Korana Longin-Zanze

Personal information
- Born: 13 June 1973 (age 53) Zadar, SR Croatia, SFR Yugoslavia
- Listed height: 1.94 m (6 ft 4 in)
- Listed weight: 90 kg (198 lb)

Career information
- Playing career: 1988–2009
- Position: Center

Career history
- 1988–1991: Elemes Šibenik
- 1991–1993: Bari
- 1993–1994: Split
- 1994–1996: Centar Banka Zagreb
- 1996–1998: Jolly JBS Šibenik
- 1998–1999: Galatasaray S.K.
- 2000–2001: Barcelona
- 2003–2006: Fenerbahçe
- 2006–2007: Taranto Cras
- 2007–2009: Beşiktaş JK

= Korana Longin-Zanze =

Croatian basketball player

Korana Longin-Zanze (born 13 June 1973) is a retired Croatian female basketball player. She is 194 cm tall and weighs 90 kg. She is a veteran of the Croatian national team and has played for a variety of European clubs.

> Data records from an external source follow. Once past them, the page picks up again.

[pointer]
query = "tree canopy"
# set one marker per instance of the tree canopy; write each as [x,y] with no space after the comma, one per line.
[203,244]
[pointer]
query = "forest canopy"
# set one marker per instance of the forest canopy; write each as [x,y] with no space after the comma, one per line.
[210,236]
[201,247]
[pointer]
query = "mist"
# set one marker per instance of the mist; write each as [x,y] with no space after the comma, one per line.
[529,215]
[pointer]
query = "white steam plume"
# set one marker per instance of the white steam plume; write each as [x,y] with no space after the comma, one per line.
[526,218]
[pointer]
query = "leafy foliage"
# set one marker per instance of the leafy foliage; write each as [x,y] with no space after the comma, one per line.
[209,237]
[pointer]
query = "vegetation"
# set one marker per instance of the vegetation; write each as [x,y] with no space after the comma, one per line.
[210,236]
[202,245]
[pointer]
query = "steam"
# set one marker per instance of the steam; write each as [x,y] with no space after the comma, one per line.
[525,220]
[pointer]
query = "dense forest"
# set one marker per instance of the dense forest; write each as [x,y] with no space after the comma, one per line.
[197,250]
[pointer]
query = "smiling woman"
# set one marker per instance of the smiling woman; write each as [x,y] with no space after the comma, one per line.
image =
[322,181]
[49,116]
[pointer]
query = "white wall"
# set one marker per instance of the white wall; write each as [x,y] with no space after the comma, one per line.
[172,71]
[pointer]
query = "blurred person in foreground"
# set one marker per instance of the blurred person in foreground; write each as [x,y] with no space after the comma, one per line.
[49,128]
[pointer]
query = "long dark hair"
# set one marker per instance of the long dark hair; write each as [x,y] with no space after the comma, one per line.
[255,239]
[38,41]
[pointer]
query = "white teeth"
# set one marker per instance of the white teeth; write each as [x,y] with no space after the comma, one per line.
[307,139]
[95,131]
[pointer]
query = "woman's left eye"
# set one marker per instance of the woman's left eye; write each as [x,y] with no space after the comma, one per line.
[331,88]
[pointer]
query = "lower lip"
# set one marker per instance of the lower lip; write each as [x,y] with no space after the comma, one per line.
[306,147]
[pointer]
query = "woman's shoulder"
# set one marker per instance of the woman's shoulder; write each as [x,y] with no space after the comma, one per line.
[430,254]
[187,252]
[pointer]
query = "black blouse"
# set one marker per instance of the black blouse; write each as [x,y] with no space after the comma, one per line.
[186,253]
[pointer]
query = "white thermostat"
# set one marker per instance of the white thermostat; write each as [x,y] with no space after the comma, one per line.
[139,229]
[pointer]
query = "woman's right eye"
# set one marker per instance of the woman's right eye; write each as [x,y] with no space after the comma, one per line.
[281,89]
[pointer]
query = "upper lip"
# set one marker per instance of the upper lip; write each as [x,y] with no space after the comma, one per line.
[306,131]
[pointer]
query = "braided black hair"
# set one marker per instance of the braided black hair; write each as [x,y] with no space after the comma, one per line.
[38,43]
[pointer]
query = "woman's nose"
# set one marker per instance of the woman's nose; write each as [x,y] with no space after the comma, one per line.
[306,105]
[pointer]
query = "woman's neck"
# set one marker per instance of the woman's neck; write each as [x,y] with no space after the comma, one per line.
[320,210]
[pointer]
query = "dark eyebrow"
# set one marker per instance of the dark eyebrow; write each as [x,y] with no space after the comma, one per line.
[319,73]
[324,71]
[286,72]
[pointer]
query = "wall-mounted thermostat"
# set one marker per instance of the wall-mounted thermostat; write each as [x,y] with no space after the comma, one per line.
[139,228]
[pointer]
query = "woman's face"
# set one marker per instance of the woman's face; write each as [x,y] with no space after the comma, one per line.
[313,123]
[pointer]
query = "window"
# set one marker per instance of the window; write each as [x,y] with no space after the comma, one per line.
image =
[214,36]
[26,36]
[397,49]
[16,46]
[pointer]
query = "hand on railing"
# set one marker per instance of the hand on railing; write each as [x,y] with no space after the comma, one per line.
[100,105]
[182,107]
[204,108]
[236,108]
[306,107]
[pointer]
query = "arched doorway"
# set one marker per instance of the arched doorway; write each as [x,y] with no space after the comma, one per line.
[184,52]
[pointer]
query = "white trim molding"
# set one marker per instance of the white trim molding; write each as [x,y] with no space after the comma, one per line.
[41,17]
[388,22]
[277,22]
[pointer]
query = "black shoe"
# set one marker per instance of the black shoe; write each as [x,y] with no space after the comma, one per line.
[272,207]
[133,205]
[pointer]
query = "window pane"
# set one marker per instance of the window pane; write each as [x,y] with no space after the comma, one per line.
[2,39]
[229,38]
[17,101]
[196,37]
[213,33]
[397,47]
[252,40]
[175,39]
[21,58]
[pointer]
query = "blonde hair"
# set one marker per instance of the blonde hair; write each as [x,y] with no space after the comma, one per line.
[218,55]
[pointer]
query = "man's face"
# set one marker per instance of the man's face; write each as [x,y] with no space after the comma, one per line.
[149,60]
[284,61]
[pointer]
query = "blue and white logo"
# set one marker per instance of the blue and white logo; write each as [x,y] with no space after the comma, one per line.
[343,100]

She was born in Zadar (then SFR Yugoslavia) and has played for the local clubs Elemes Šibenik (1988–1991), KK Split (1993–1994), KK Centar Banka Zagreb (1994–1996), Jolly JBS Šibenik (1996–1998). She spent the 1991-1993 period playing for Bari, Italy.

She went abroad to play for the Turkish club Galatasaray in the 1998–99 season. In the 2000–2001 season she was at Universitat de Barcelona/FC Barcelona Bàsquet in Spain.

Longin-Zanze played for the Turkish club Fenerbahçe İstanbul between 2003 and 2006.

The South Korean club Kumholife Redwings hired her for the 2006 Summer league. In the 2006–2007 season, she played for the Italian club Levoni Taranto. She then transferred to the Turkish side Beşiktaş Cola Turka as center position. She also played for Besiktas in the 2008–2009 season.

She was part of the Croatia women's national basketball team, with whom she played at the Mediterranean Games in Bari in 1997 and Tunis in 2001, and the European women's basketball championship in Poland in 1999. She retired from the national team in 2005.